Scully escreve que também Mondrian foi tocado por este profundo espírito, que cria um impulso a favor da continuidade. Igualmente Mies Van Der Rohe, ao projetar o Pavilhão de Barcelona, cria uma estrutura contínua cujos planos definem volumes espaciais contidos – existe continuidade na forma pela estreita relação entre os elementos mas há separação de volumes e funções.

É sobretudo através de Fallingwater (1935) que Wright associa continuidade a movimento – e as imagens poéticas, do simbolismo norte-americano do séc. XIX, de estrada, mar e rio aqui encontram concretização. O homem é convidado a fazer parte de uma corrente. Imerso, o homem purifica-se – a realidade interior da casa é verdadeiramente espacial. O posicionamento e o entendimento do homem na massa construída deixa de ter importância. É fundamental o infinito movimento no espaço que faz o homem avançar, como se de uma segunda natureza se tratasse – o edifício é a própria circunstância.

  1. Novo Humanismo: Vincent Scully diz que para o homem ocidental existem duas tradições arquitetónicas opostas. Uma tradição que se atualiza na preponderância do espaço interior – espaço este associado à proteção feminina e à caverna. E outra tradição que diz respeito à forma vertical, escultural da evocação dos deuses do exterior e do céu.

Ora, desde cedo que a obra de Le Corbusier tenta resolver esta dicotomia. As Casas Citrohan (1922) são volumes megaron puros – apresentam as extremidades abertas e as paredes laterais fechadas, o interior explora as qualidades tumultuosas e desafiadoras do Cubismo e o volume (que aparenta ser maciço mas que na verdade tem paredes que são simples membranas) no exterior é suportado por pilares finos e elegantes.

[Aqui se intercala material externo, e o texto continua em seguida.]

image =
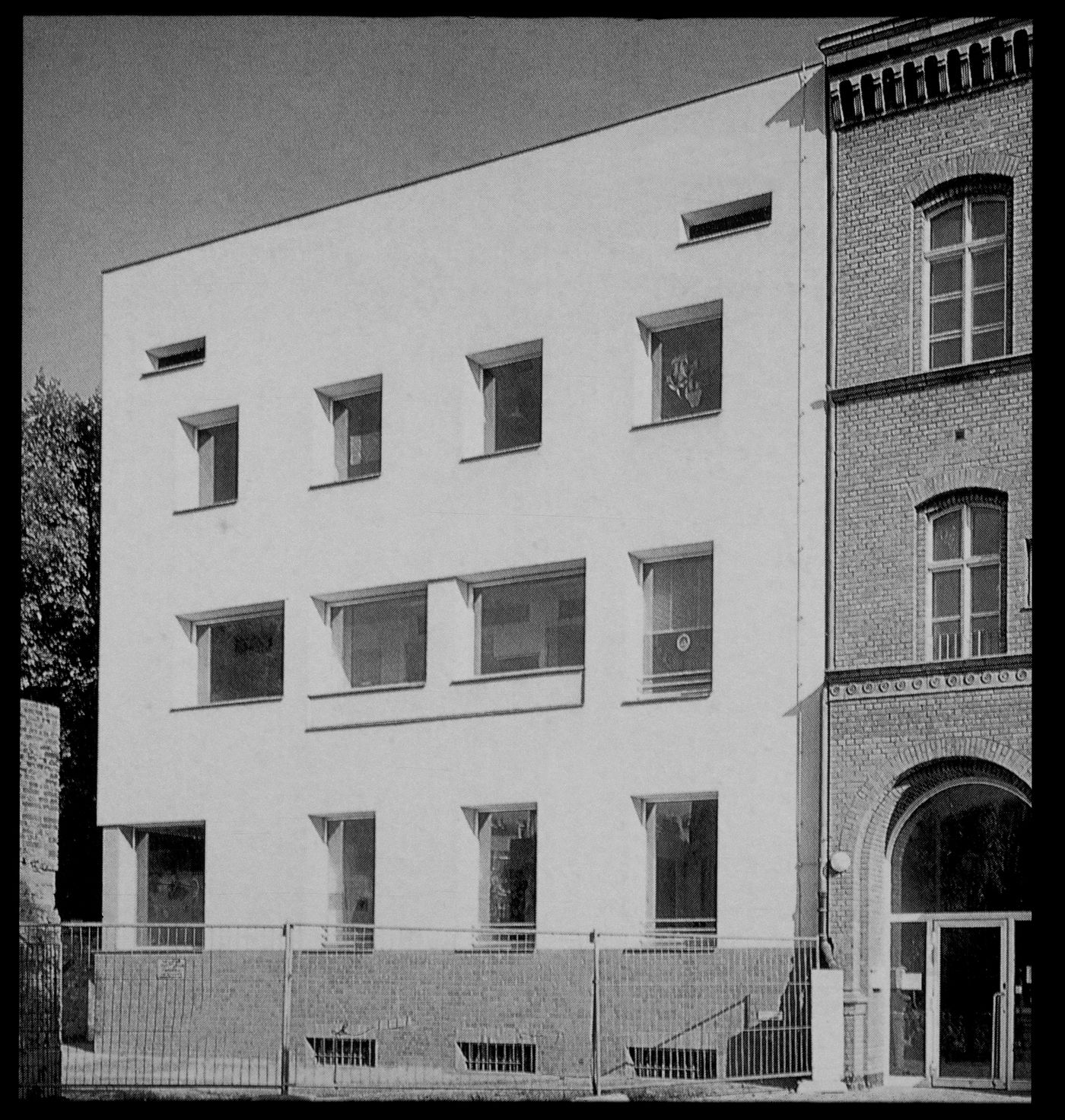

No entanto, é com a Unidade de Habitação em Marselha (1952) e com Notre-Dame-du-Haut, em Ronchamp (1954) que Le Corbusier apresenta o homem como centro da sua arquitetura. Assim se avança para uma nova definição de espaço e de corpo, trazida pela idade moderna. O séc. XX procura uma nova imagem do homem, que volta para o seu habitat natural mas não se dissolve nele (como acontece nas obras de Wright) nem interrompe a fluidez natural das coisas. A arquitetura não é simplesmente ambiente ou um volume fechado. E por isso, a arquitetura de Le Corbusier, tal como o templo Grego, através da massa puramente escultural e as suas perspetivas implícitas, não interrompe os principais elementos naturais circundantes mas consegue aproximar toda a paisagem à escala humana, criando identidade e empatia.